There is something quite amazing cooking with the owners of three Major Timbuktu manuscript libraries: the ones that stayed in Timbuktu and hid their manuscripts in situ during the Jihadist occupation.  The rest joined Abdel Kadeer Haidara’s famous rescue mission when hundreds of thousands of manuscripts were removed from the occupied Timbuktu. These three remaining library owners have asked me if I can’t try and organize something with the EAP- the Endangered Archives Programme of the British Library- since we are now wrapping up the projects in Djenné. This is of course a very exciting idea....UNESCO is organizing a ticket for me to fly up to Timbuktu again on the UN plane  to try and sort out our proposal by the end of March. If something goes ahead maybe this will enable me to get back to Mali now and then...
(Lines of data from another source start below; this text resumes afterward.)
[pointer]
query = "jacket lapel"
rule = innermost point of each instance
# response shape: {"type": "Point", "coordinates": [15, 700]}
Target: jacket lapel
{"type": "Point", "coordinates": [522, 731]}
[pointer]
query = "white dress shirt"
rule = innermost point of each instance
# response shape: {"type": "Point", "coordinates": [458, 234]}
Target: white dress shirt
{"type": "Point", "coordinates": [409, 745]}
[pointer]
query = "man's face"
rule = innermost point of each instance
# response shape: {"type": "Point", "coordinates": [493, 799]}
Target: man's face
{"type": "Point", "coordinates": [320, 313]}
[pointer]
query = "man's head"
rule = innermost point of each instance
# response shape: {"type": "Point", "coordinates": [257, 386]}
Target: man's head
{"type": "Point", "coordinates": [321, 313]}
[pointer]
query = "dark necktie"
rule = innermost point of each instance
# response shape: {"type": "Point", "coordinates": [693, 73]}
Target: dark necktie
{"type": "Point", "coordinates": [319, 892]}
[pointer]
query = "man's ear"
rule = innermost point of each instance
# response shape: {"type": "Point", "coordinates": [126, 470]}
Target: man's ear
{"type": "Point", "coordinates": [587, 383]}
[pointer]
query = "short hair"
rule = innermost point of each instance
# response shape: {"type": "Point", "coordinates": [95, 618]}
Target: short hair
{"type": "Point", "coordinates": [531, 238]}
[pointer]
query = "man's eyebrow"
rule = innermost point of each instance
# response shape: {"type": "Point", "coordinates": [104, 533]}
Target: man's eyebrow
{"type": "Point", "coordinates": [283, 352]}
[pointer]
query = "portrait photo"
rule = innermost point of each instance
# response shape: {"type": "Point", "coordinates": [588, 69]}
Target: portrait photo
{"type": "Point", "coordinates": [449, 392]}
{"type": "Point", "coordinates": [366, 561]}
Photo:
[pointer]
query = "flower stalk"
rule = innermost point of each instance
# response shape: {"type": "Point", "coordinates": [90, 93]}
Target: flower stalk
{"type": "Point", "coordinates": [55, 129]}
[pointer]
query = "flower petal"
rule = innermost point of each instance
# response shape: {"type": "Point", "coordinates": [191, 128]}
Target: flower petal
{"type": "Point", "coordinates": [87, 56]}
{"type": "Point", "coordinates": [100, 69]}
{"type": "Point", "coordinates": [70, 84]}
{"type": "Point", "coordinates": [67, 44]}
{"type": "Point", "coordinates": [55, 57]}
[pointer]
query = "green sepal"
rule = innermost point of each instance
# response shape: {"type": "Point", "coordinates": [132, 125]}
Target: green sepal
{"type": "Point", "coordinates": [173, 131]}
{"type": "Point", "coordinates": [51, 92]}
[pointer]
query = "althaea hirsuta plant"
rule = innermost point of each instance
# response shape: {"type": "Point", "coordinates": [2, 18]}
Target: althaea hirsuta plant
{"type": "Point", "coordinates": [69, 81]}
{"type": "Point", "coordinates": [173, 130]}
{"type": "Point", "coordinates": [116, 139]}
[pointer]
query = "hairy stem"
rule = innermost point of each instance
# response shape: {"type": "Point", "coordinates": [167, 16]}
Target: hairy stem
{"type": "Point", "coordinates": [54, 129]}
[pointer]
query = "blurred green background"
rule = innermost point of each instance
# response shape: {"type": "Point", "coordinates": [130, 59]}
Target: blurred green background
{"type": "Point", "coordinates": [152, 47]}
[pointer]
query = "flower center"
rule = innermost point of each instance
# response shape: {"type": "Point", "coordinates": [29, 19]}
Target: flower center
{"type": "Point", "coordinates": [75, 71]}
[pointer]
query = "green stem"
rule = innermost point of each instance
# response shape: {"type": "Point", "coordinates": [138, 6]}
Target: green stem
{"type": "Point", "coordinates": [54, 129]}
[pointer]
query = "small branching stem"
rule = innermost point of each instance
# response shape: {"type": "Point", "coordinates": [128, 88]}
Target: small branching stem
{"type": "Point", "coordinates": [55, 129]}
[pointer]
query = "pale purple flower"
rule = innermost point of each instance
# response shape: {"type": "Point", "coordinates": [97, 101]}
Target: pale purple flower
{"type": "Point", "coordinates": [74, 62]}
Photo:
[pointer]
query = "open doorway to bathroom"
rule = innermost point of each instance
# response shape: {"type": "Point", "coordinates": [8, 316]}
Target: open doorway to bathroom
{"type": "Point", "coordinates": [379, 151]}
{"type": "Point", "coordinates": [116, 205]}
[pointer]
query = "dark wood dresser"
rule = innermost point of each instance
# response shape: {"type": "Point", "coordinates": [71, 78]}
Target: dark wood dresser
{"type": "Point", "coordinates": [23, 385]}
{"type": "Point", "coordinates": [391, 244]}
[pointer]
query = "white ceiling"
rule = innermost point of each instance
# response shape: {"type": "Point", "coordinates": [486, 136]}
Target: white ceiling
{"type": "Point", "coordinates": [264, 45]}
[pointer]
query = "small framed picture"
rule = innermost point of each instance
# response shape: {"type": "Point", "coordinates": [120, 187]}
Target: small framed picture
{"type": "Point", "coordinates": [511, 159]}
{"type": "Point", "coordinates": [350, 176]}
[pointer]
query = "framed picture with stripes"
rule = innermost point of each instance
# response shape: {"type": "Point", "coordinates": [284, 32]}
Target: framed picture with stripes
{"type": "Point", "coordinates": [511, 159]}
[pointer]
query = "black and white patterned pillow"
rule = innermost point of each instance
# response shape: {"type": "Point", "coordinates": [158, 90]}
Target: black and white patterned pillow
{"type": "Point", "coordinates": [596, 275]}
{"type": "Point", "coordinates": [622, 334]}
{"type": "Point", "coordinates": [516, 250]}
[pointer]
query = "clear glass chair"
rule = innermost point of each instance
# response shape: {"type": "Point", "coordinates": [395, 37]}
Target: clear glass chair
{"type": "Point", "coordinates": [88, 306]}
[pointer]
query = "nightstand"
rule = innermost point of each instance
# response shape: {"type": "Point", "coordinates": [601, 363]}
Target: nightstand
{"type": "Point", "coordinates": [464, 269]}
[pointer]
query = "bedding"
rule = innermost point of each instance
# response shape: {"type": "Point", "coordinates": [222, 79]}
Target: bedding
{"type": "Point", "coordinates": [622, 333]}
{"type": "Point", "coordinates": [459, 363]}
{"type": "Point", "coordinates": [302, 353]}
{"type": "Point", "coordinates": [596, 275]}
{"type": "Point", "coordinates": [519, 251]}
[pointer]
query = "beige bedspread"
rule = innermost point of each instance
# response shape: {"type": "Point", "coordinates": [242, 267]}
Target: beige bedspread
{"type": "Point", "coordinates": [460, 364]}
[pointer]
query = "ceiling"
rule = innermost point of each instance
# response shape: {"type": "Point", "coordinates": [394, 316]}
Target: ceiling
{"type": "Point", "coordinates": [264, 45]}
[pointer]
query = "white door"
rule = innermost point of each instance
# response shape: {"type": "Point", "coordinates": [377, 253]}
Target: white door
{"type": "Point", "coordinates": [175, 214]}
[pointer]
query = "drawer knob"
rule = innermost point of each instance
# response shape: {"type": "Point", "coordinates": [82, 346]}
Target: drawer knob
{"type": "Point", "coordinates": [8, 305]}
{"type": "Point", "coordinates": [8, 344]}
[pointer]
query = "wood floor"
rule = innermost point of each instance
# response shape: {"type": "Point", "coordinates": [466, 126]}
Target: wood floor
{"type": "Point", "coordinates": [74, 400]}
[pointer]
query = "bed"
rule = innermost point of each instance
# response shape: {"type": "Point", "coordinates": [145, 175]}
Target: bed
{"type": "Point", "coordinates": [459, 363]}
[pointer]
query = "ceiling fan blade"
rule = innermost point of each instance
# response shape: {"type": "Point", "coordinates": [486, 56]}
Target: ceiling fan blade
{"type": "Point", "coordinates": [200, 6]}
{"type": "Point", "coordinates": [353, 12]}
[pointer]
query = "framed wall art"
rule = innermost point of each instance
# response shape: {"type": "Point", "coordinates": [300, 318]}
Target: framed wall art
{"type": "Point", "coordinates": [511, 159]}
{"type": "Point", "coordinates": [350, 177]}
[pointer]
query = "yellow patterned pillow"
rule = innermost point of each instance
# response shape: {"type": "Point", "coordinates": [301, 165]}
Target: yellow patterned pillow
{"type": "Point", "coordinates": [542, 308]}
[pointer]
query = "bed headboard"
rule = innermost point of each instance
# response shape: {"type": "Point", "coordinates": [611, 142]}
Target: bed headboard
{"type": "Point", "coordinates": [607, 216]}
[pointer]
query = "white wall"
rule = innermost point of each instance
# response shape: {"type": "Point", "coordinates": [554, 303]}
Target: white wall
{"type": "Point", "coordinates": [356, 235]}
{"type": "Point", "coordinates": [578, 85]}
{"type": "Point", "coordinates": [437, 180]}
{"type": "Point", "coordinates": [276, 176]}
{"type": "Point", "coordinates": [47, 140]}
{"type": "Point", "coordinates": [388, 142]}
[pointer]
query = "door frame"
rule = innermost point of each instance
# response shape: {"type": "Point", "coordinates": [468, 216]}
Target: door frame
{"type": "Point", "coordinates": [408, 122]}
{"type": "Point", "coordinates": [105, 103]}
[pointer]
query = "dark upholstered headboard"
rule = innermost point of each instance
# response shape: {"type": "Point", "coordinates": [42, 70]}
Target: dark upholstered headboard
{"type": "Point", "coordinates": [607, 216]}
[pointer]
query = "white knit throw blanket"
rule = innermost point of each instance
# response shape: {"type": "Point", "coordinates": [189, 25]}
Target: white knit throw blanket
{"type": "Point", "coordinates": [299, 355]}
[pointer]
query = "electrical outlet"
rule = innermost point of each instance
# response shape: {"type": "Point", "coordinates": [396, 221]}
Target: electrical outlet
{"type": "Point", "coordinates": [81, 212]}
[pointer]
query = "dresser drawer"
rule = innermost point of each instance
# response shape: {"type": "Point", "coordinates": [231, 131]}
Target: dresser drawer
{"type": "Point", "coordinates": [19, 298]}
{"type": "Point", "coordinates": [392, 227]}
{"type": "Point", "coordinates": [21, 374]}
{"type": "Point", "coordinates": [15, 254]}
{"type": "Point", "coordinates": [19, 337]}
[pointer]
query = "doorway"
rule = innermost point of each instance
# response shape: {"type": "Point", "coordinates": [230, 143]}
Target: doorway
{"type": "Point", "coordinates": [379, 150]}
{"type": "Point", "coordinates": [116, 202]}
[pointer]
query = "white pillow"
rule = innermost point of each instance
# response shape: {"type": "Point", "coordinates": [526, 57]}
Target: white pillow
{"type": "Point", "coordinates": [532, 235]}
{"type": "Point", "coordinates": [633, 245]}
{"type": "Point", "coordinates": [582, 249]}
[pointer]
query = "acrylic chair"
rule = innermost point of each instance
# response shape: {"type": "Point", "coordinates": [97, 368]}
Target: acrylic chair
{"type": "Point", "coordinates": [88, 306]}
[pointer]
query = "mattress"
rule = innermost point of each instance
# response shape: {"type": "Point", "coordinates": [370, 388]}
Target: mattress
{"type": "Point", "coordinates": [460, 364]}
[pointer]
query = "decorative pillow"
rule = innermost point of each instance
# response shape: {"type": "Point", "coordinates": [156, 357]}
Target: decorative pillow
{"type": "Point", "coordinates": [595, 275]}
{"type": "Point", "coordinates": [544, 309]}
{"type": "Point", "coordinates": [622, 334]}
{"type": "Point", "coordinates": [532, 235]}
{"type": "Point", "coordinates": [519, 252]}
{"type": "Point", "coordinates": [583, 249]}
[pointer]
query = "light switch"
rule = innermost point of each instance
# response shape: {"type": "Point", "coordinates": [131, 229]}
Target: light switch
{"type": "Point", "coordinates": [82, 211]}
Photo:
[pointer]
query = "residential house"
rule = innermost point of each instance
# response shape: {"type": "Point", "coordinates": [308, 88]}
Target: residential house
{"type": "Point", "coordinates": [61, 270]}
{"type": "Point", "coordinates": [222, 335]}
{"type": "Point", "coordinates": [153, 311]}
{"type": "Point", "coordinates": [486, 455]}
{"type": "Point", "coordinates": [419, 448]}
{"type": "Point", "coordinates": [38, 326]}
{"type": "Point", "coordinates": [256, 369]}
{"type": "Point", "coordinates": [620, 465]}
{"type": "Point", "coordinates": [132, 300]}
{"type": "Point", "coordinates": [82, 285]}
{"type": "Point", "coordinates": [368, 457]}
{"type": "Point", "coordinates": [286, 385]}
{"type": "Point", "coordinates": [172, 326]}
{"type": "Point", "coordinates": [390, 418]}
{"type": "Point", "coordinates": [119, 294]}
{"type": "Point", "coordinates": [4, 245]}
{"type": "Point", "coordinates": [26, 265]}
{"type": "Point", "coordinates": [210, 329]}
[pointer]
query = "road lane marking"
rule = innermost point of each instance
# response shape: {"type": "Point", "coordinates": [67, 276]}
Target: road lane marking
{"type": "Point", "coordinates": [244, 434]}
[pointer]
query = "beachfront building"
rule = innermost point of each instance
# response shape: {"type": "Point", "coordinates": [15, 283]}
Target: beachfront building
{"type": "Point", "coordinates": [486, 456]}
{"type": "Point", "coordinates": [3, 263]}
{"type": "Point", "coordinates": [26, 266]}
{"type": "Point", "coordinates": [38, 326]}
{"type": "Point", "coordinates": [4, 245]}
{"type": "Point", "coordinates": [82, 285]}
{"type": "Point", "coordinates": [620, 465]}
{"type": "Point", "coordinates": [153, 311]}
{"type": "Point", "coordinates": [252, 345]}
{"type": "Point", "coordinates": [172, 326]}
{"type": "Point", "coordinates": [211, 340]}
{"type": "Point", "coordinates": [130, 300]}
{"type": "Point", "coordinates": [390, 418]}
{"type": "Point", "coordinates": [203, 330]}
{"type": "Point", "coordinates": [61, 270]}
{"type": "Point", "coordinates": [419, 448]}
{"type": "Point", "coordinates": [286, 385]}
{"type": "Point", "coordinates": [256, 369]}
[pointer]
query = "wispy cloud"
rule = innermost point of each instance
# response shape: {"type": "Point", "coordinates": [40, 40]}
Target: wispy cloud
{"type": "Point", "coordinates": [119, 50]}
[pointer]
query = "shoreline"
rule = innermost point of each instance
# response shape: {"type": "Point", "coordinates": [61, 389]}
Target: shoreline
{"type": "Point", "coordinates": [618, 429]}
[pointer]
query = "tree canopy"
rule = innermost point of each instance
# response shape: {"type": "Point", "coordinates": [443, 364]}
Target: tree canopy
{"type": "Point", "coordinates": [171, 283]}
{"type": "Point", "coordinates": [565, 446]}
There was a lovely birthday dinner in Bamako given for me by Eva whose chef Denis had made me a strawberry and cream birthday cake, and now I will have to become an unbearable name dropper for which I apologize profusely but there was an Embarrass de Richesses of Ambassadors  present because the very nice Paul Folmsbee, American Ambassador to Mali also joined Alice and Eva...and of course Axel and Nicholas were there too.

And finally, this weekend I once more went to Djenné in the comfort of an embassy vehicle: this time it was Alice who had also been successful, finally, in persuading her Foreign Office that it was OK to let her travel to Djenné: she came escorted by two armed officers but her people were in civilian clothing. Axel and Nicholas finally managed to finish their mission and Alice did marvels for the prestige of the Manuscript Library with the local officials.  In the end all ended up  well in the best of all possible worlds...





4 Comments:

Blogger Susan said...

You have been through such a lot; it's wonderful to see this report of so many good things tumbling in one after the other. A belated happy birthday to you, as well!

2:00 AM  
Blogger David said...

How enriching that you met the good man who saved the manuscripts in Iraq. A rich time indeed. It can't be that you are really tying things up, can it? I can no more believe it than I can get my head around Trump being US President...

9:22 AM  
Blogger toubab said...

Thank you both, dear friends!
Yes, it is amazing what comes tumbling in... I am sort of going with the river's flow, guessing what bits of the rapidly flowing flotsam I am supposed to be grabbing on to in order to try to build up what is coming next. It is a helter-skelter ride but so far I seem to be holding on Alhamdilullah!

9:47 AM  
Blogger mary said...

And long may you cling on and enjoy every moment of your exciting new ventures. It very much sounds like the dawning of a new era for you in Mali not the end of your time there at all. Thank goodness, because how would we all manage without our Djenne missives?